Modern Makine’nin batılı işleyişinde birey çarkın bir parçasını oluşturmaktadır; bizde bireyden makineye kayıtsız şartsız biat istenir ve sadece yönetici iktidarın keyfine göre işlemesi için herşey denenir. En büyük korku, eğitim kurumlarından makineye biati reddedenlerin çıkmasıdır. Bu korku devletten büyük ölçekli nemalanmayı kaybetme korkusunu da barındırmaktadır. Eğitim kurumlarımızın elli yıllık müfredatı, modern makineye inanan ama makinenin kendisine ait olmasını isteyen bir uygulamanın tarihi vesikasıdır. Demokrasi-faşizm metriksi denilebilecek darbeye açık yönetimin eğitimdeki görünümü, “müsaadeli bireyleşme”dir. Batıdaki uygulamalar fabrika ya da devlet dairesinde “Yaşam”ı istimlâk eder ama teorik de olsa hayata (yaşamın içini doldurmaya- serbest zamanlarda izin verir; bizde ise serbest zamanlara da müdahale etmek suretiyle “hayat”a hak tanınmaz. Askeri darbeler tastamam bunun göstergesidir. Bütün darbeler okul, darbeciler de disiplinli birer öğretmen gibi davranmışlardır. Kenan Evren, her gittiği yerde cahil halka “aydınlanma” yolunu anlatmış, cahil halka ilim yolunu(!) göstermiştir. 12 Eylül serttir ama öğretmenlik uygulaması nisbeten yumuşaktır; 28 Şubat ise demokrasiyi falakaya yatırarak terbiye etmek isteyen kaba, tehditkâr yarı gardiyan öğretmenler devridir.

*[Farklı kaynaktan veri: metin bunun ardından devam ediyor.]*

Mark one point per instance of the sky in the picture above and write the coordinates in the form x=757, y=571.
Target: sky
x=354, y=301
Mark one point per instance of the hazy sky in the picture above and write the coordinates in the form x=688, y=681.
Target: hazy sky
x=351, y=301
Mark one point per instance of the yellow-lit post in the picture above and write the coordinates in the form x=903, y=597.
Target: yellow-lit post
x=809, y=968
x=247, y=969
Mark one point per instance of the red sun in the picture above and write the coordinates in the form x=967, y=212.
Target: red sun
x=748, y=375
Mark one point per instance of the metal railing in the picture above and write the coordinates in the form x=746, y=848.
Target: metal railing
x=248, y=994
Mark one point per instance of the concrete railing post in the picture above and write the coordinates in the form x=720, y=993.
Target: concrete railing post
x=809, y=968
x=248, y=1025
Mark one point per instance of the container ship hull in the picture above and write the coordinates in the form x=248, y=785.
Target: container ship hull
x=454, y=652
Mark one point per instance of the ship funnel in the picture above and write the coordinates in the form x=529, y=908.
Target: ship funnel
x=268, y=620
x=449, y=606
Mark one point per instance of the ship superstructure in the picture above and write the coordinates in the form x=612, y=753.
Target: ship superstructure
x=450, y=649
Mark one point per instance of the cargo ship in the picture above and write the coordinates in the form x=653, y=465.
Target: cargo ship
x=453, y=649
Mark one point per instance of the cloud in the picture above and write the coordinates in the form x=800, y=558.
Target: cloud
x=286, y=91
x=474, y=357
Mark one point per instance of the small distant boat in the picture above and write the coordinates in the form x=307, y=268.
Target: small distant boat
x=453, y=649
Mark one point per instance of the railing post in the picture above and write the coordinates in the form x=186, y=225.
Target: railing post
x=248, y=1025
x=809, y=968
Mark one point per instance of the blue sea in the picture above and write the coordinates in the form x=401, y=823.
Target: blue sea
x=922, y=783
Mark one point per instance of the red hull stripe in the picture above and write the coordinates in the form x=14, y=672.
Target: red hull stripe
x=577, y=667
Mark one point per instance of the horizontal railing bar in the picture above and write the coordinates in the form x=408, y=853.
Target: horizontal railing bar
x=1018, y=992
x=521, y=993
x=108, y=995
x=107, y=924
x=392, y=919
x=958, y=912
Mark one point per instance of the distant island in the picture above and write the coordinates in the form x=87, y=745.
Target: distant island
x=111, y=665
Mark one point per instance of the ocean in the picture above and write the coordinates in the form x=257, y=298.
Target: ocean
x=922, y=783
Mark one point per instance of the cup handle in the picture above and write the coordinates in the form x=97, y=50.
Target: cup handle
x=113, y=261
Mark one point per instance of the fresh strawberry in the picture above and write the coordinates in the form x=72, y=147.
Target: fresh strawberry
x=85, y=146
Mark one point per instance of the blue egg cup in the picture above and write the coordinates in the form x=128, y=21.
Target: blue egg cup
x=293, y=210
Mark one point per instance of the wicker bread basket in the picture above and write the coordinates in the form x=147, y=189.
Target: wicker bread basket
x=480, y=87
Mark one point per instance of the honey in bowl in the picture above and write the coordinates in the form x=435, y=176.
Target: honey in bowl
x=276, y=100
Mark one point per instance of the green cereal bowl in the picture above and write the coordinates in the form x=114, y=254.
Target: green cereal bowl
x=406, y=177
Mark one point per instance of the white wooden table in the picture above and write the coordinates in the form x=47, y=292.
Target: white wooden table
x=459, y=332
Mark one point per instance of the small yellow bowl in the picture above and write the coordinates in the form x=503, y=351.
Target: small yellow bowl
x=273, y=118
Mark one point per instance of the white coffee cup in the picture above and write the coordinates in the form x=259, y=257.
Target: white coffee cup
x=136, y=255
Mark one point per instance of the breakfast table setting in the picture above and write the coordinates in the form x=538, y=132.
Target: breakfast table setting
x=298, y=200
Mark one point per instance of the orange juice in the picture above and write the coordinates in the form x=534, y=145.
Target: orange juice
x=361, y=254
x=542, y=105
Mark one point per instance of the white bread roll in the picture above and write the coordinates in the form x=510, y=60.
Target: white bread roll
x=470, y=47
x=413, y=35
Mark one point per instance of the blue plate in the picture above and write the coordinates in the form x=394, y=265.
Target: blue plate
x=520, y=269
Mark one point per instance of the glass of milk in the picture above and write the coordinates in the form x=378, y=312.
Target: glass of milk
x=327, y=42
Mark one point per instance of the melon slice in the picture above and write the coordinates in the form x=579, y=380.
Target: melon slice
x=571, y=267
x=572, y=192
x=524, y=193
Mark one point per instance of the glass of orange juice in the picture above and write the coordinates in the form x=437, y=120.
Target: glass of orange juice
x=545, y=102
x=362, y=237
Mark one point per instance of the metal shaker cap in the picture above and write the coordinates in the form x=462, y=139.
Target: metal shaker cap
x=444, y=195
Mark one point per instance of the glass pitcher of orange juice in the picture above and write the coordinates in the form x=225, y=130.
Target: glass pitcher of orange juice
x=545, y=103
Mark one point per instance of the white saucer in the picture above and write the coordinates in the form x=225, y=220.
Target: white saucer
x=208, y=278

Türkiye’de liberal olarak anılanların liberal bir omurgaları olmayışı, bir kez olsun modern makine konusunda tek bir eleştiri getirmeyişlerinden anlaşılmaktadır. Hümanizm’in hâlâ liberal yazarlarca insanı sevme, insanîlik filan gibi anlaşılıyor oluşu ise tam bir faciadır. Şu an ise istenilecek şeyin, insanlara serbest zaman ve mektep vasıtasıyla sisteme bağışlanmış yaşamlarının içini doldurma imkânının genişletilmesinden ibaret olduğunu düşünüyorum. Çünkü az sayıda da olsa hayat sahibi insan, her toplumun hakiki garantörüdür.
Sonuç: Hayat mayat diyorlar
Modern eğitim anlayışı, bütün ülkelerde tatbikat alanı bulmakta, resmî destek görmekte ve cebrilik içermektedir. Hümanistik iddiaya dayandırılarak, modern makineye uyumlu bir insan modelini bütün insanlara benimsetmek okulların temel aracıdır. Model, belirlenmiş bir “life stil” yani “yaşam tarzı”na mecburdur; “Hayatım!” diyebileceği bir dış dünyaya açılması, iletişim kurması zorlaşmıştır. Az sayıda “hayat” sahibi insan eğitim kurumunun değil, aile vasıtasıyla gelenekten devralınan terbiyevi değerler sayesindedir ve bu az sayıdaki insanın yükü giderek artmaktadır.
İnsanı merkeze alan dünya görüşü, öyle bir makine inşa etmiştir ki, insanî incelik gibi gözüken davranışlar bile zımnında “life stil”i sürdürme ve yükseltmeyi hedeflemiştir. Mesela: Çevreci akımlar ve örgütler, yaşamlarının riske girişini hissedişin kıvranışıdır; tabiata saygının tezahürü değildir. Modern bilim/eğitim: Hayalgücünü (geleceğe yönelmeyi) ve hafızayı (geçmişten getirileni) makinenin içine sokmamak için tasarlanmıştır; geriye sadece akıl kalmıştır. Aklın görevi ise bugün içinde maksimum hazzı yakalamaktır.
“Hayat mayat diyorlar
Benim gözüm mayatta
Hayatın eksiği var
Hayat eksik hayatta...”
Diyen şairimiz, “Hayat eksik hayatta!” dediği zamanlarda “yaşam” kelimesi icad edilmiş miydi hatırlamıyorum, edilmişse de herkesçe bilinmiyordu. O “mayat” ise hakiki anlamıyla, yazıya başlarken analiz maksadıyla zikrettiğimiz “Hayatım!”dan başka bir şey değildir. Artık bir yastığa baş koyanların bile birbirlerine “Hayatım” demekte zorluk çekiyor olmalılar; çünkü makinenin buyurduğu yaşam tarzı şerik istemez.